Tracking what you eat, what your activity levels are, how much water you drink and how much sleep you get along with some important numbers like weight, blood glucose levels, and overall body fat composition are more important that you may think if you are trying to lose weight.
Prior to the start of the new year I decided to enjoy lunch at a favorite lunch place, Sweet Tomatoes. For those living in areas where this chain does not reach, they are essentially a soup and salad restaurant. They have an amazing broccoli salad that I can eat plate fulls of (and I really don't like broccoli that much).
While there I try to avoid the Asian Salad because I know those fried wanton strips and chicken with Soy Sauce are just terrible for me. So I stick with the broccoli salad, a little Caesar Salad, mixed greens and fresh baby spinach.

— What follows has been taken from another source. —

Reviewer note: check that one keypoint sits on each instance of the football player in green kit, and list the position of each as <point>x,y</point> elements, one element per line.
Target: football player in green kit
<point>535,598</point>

Sounds healthy right?
Well, thanks to my food log I was able to identify that each time I went to this restaurant I gained a good four pounds of weight the next day.
Another trend I have noticed is that the more sleep I get (ugh) the more weight I tend to lose. A good percentage of that is just added water weight that one loses at night, but not all of it. The body needs down time to repair itself and I'm learning that my normal four hours of sleep just are not enough for that process to fully complete.
And speaking of water weight...it seems counter intuitive to me that drinking more water will help you lose weight but the fact is it does. I've been told that a good way to estimate how much water you need to drink is to take 50 percent of your weight to get the number of ounces of water you should drink daily. So at 200 pounds I need to drink 100 ounces of water. That is nearly two gallons of water a day! It is important to note that drinking that much water should be done over the course of the entire day and not all at once or you risk messing up your electrolytes and could cause severe medical injury, even death.
So what have I learned? It is important to track what you eat and drink and watch your activity levels and amount of sleep and then correlate that information with weight loss/gain to improve success or avoid future failure.